The signature of (Of String,String) is not that important and if you are receiving this problem, it would reflect the lambda functions signature of your method. I took the code and placed it in a test harness VS.NET 2010 app, and it both compiled and ran successfully. One thing I immediately noticed is if I hovered over the Function variable declaration it resolved to: Dim MyFormatFunc As <Function(String) As String>. In my problematic application it resolved to nothing.

Well the problem lies in the project setting to allow 'Type Inference'. This was a VS.NET 2005 originating project that has been converted to 2008, then to 2010. If the project originated in 2008 or later, Type Inference is set to 'On' by default. My grandfathered application had it set to 'Off' which meant these anonymous types would be treated as type 'Object' instead of resolving to their appropriate type.

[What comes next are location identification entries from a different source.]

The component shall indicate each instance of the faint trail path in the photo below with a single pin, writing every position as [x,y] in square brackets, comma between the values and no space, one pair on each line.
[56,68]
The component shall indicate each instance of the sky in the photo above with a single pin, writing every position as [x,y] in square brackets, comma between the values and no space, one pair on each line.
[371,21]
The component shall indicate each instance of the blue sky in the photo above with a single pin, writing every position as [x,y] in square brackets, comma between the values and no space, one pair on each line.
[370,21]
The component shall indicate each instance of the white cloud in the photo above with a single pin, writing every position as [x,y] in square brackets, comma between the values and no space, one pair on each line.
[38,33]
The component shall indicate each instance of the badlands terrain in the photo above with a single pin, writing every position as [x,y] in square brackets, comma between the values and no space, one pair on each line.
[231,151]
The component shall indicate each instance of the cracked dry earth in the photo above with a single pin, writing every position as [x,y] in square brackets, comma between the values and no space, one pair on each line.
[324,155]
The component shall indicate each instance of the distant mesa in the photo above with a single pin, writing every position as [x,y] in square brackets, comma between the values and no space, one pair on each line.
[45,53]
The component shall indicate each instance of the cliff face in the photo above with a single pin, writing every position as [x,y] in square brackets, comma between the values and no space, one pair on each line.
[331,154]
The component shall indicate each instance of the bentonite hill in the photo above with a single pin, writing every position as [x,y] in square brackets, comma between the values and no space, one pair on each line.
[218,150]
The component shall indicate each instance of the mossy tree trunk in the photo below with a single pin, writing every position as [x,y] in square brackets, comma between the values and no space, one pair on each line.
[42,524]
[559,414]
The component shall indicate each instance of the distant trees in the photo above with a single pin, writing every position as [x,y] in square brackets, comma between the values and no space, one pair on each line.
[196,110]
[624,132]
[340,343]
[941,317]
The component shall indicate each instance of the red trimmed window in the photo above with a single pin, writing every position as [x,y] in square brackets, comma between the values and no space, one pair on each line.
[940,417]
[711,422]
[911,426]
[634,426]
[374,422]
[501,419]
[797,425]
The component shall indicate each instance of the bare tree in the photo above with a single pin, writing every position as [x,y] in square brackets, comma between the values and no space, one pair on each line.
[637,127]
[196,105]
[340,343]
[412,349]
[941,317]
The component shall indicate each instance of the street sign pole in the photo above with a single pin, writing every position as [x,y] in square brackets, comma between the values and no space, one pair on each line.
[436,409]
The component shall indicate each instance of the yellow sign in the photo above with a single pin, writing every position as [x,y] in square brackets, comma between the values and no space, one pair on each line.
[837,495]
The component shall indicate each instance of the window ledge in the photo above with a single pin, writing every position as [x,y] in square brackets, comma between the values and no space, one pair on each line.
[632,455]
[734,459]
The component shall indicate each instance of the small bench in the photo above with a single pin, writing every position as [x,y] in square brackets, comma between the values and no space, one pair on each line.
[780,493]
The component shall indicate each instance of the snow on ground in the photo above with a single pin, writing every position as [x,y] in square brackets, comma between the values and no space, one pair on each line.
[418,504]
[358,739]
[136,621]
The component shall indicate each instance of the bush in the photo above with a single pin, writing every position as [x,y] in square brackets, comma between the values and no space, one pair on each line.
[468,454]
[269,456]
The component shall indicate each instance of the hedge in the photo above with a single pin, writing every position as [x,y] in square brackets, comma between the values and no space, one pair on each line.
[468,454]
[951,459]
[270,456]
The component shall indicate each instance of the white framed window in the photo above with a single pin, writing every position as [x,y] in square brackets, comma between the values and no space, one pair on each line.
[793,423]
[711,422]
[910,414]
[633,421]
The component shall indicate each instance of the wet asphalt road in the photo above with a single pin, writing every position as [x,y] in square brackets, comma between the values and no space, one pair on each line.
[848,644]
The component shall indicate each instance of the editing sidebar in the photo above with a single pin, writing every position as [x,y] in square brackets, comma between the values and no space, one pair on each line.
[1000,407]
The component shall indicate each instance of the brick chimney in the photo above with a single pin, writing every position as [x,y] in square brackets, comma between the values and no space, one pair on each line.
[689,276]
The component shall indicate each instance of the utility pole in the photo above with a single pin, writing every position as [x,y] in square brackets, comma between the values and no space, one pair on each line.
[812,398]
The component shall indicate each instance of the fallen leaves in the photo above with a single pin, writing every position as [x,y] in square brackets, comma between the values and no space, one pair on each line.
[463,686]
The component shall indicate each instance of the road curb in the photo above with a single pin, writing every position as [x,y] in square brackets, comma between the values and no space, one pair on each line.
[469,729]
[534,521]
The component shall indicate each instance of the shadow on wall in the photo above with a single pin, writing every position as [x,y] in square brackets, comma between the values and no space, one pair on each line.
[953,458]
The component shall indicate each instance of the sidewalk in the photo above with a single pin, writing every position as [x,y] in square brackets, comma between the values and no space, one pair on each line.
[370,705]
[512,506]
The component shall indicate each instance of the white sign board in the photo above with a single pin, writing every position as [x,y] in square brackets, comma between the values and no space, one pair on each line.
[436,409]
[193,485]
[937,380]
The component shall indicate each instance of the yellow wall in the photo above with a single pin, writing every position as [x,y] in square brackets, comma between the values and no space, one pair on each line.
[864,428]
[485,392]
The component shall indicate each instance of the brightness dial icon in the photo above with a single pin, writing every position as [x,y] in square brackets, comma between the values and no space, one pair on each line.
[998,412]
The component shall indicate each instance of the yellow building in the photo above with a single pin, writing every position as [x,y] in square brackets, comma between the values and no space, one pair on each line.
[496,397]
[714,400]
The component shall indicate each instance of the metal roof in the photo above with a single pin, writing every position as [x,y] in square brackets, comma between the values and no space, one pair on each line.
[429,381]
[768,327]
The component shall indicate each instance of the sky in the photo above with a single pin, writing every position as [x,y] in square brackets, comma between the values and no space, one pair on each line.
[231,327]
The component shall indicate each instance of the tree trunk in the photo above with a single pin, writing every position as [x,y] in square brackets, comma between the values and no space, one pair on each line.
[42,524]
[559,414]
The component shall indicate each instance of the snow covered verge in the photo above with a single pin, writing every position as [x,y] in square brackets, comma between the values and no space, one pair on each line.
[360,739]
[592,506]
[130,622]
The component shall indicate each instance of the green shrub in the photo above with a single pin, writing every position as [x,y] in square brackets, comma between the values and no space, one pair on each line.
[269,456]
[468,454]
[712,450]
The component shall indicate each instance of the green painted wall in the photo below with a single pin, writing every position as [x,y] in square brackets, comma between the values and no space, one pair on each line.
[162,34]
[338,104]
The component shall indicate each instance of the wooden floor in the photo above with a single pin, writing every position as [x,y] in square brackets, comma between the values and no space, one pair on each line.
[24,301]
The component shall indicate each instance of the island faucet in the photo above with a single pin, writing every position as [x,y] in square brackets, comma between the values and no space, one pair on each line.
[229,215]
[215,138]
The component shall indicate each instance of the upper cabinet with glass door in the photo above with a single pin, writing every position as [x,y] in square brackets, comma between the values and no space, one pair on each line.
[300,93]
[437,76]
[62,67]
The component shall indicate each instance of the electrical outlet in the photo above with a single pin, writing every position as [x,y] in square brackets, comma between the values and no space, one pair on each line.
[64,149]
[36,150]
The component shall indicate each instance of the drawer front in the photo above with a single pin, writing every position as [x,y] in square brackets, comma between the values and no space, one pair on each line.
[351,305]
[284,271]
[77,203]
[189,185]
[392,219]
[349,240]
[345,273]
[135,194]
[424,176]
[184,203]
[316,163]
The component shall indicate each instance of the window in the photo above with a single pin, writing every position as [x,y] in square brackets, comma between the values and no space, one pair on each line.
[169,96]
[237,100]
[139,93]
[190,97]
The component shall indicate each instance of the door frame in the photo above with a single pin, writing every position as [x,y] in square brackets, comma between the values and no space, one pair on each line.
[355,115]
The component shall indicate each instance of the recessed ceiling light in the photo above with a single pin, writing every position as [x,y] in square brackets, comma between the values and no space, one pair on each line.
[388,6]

You can change this setting at the page, class, or project level which is what I prefer. To turn on this setting, right-click your project in Solution Explorer within VS.NET (or double click "My Project" to get the same result) which will bring up the project's properties. Click on the 'Compile' tab and change the dropdown for 'Option infer:' from 'Off' to 'On' (pictured below).

Recompile your app and run it again. Your lambda functions will work properly and you will not receive any errors (assuming you coded them correctly to begin with). You will also see the IDE resolves the type at design type if you hover over the declared lambda function variable.

1 comment:

  1. More effective and safer solution is to keep type inference Off and correct actual errors in the code which type inference set to On just worked around. You will see the errors after turning Option Strict On and Option Explicit On.